Data integration and visualization for systems biology data
Systems biology aims to understand cellular behavior in terms of the spatiotemporal interactions among cellular components, such as genes, proteins and metabolites. Comprehensive visualization tools for exploring multivariate data are needed to gain insight into the physiological processes reflected in these molecular profiles. Data fusion methods are required to integratively study high-throughput transcriptomics, metabolomics and proteomics data combined before systems biology can live up to its potential. In this work I explored mathematical and statistical methods and visualization tools to resolve the prominent issues in the nature of systems biology data fusion and to gain insight into these comprehensive data.

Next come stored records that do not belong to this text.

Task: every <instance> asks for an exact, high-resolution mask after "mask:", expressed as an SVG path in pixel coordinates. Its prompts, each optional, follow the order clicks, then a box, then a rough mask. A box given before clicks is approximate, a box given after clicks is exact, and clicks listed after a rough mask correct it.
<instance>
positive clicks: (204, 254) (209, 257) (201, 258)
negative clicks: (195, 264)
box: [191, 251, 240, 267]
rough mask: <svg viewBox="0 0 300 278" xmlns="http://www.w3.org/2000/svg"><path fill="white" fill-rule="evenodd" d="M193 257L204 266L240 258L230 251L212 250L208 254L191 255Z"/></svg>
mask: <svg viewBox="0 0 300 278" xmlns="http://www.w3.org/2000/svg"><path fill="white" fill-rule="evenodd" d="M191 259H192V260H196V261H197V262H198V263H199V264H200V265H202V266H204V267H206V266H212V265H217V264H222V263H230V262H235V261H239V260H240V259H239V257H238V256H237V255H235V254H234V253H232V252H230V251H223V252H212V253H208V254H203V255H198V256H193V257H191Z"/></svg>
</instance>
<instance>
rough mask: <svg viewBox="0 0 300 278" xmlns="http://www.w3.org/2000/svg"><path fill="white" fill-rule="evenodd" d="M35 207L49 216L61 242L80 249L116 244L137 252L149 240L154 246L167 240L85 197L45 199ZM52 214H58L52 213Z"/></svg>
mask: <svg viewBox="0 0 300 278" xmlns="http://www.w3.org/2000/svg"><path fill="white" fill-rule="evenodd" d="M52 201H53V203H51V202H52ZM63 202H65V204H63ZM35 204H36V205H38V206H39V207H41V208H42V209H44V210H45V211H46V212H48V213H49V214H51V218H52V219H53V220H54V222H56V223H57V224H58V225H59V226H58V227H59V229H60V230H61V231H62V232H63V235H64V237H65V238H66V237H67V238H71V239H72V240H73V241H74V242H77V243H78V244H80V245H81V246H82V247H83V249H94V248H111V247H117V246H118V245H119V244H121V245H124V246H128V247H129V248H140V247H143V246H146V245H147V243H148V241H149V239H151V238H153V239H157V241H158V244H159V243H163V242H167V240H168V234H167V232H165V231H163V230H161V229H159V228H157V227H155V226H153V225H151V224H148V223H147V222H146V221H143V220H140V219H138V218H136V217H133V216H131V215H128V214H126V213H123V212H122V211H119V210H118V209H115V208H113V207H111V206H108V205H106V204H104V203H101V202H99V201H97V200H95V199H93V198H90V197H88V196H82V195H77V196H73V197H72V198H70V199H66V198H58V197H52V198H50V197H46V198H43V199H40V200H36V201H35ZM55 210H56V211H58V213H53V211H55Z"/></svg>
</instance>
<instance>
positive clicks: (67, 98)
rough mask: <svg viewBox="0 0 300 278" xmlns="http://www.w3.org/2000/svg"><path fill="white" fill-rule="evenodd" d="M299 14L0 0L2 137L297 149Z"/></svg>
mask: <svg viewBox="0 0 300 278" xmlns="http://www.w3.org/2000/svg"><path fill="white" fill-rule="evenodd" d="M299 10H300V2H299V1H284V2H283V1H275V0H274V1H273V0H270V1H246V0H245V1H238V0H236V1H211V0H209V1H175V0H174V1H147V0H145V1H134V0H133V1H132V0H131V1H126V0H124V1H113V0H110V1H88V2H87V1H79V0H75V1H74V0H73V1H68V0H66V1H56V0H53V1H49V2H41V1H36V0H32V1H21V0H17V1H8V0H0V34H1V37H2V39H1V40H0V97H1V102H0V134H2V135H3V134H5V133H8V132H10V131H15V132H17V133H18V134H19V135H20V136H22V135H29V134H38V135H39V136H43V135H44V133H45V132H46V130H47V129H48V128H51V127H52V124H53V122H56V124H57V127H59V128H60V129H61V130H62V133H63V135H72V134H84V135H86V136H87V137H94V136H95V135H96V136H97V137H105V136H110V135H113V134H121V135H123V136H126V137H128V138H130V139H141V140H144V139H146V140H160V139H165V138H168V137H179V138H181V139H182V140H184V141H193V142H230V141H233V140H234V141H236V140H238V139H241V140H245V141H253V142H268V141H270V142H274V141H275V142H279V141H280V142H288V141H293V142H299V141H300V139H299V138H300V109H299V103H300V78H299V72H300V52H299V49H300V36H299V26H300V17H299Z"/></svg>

In order to choose and apply multivariate methods, it is important to know the distribution of the experimental data. Chi square Q-Q plot and violin plot were applied to all M. truncatula data and V. vinifera data, and found most distributions are right-skewed (Chapter 2). The biplot display provides an effective tool for reducing the dimensionality of the systems biological data and displaying the molecules and time points jointly on the same plot. Biplot of M. truncatula data revealed the overall system behavior, including unidentified compounds of interest and the dynamics of the highly responsive molecules (Chapter 3). The phase spectrum computed from the Fast Fourier transform of the time course data has been found to play more important roles than amplitude in the signal reconstruction. Phase spectrum analyses on in silico data created with two artificial biochemical networks, the Claytor model and the AB2 model proved that phase spectrum is indeed an effective tool in system biological data fusion despite the data heterogeneity (Chapter 4). The difference between data integration and data fusion are further discussed. Biplot analysis of scaled data were applied to integrate transcriptome, metabolome and proteome data from the V. vinifera project. Phase spectrum combined with k-means clustering was used in integrative analyses of transcriptome and metabolome of the M. truncatula yeast elicitation data and of transcriptome, metabolome and proteome of V. vinifera salinity stress data. The phase spectrum analysis was compared with the biplot display as effective tools in data fusion (Chapter 5). The results suggest that phase spectrum may perform better than the biplot.
This work was funded by the National Science Foundation Plant Genome Program, grant DBI-0109732, and by the Virginia Bioinformatics Institute.